When they loss that enthusiasm towards the victim, the victim keeps on searching for more but that enthusiasm the psychopath is already applying it to another goal because he already learnt from the previous one everything he was able to.
The fault of the victim is usually the slowness acepting the reality of this fact, assimilate it and move on.”
You said there what I always had in my head, but wasn’t able to verbalize.

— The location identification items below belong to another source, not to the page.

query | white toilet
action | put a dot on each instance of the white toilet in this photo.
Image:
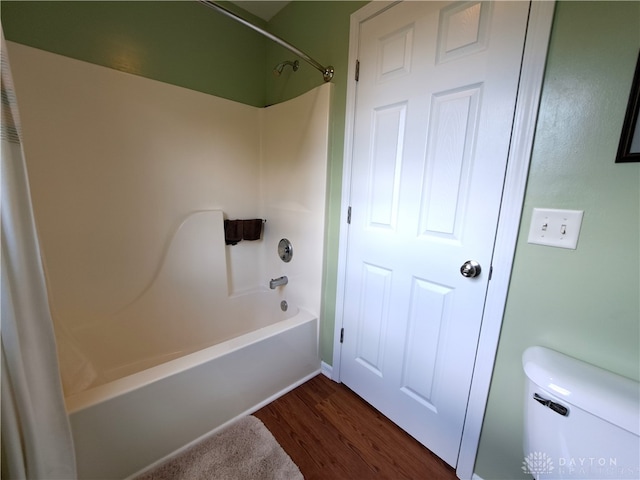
(581, 422)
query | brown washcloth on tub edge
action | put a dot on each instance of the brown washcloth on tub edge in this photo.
(252, 229)
(232, 231)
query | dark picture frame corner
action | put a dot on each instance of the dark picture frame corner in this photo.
(629, 146)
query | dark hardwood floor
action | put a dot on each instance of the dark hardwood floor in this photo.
(332, 434)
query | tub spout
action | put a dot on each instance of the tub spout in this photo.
(276, 282)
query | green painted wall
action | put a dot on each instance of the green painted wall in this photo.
(584, 302)
(182, 43)
(321, 29)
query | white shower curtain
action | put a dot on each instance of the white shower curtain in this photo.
(36, 437)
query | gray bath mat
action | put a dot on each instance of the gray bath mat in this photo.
(244, 450)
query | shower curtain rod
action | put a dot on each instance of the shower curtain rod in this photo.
(327, 72)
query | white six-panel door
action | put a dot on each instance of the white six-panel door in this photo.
(434, 111)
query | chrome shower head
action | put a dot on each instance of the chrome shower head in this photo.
(278, 68)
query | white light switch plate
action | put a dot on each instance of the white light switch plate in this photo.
(555, 228)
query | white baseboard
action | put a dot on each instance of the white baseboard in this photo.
(326, 370)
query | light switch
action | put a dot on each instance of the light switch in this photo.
(555, 228)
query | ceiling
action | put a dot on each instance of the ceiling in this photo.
(264, 9)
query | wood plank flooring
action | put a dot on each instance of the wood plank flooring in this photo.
(332, 434)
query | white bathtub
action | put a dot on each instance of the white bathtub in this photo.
(183, 359)
(121, 427)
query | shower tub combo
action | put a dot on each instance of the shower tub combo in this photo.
(194, 371)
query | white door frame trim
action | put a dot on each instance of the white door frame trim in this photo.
(526, 113)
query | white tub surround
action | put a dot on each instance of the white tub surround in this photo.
(164, 332)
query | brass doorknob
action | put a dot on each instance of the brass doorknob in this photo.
(470, 269)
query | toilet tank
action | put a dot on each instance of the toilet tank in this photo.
(581, 422)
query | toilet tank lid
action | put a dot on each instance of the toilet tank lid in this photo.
(604, 394)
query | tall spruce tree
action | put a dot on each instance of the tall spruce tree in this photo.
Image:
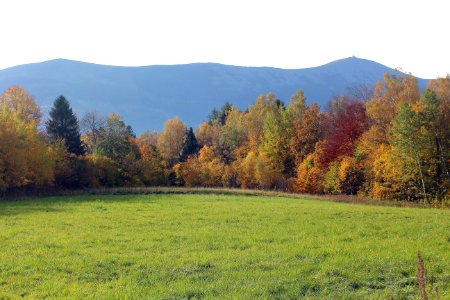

Yes, I am still obsessing about the yuppie from work…haha. Not as much as I used to, thank God, but he’s still in my head. Again, what you said is so true…I think that is why I was attracted to him…his freedom, his free spirit…perhaps I wanted what he had? I am quiet and not so out there. He is quiet, too believe it or not…not loud at all, but just extremely playful and charming. I guess I would like to be like that so I was attracted to it.
KatyDid:
Good stuff! I loved your detail of exact processing. I am so glad it worked for you!! I have tried all that…praying, almost everything you mentioned. It all helps temporarily, but nothing has been a permanent fix yet. I don’t think that will happen until I fall in love with someone else. It will take away whatever feelings I still have for this one. I am not sure why I still have ANY feelings when I KNOW what he is, but we have all been there so I am trying to not be so hard on myself at this point. I am with you on the reason for ending the phone calls. Yep, why engage with them if you KNOW it’s only lies??? I also did the same thing when I finally realized it was getting me nowhere. Futile…pointless.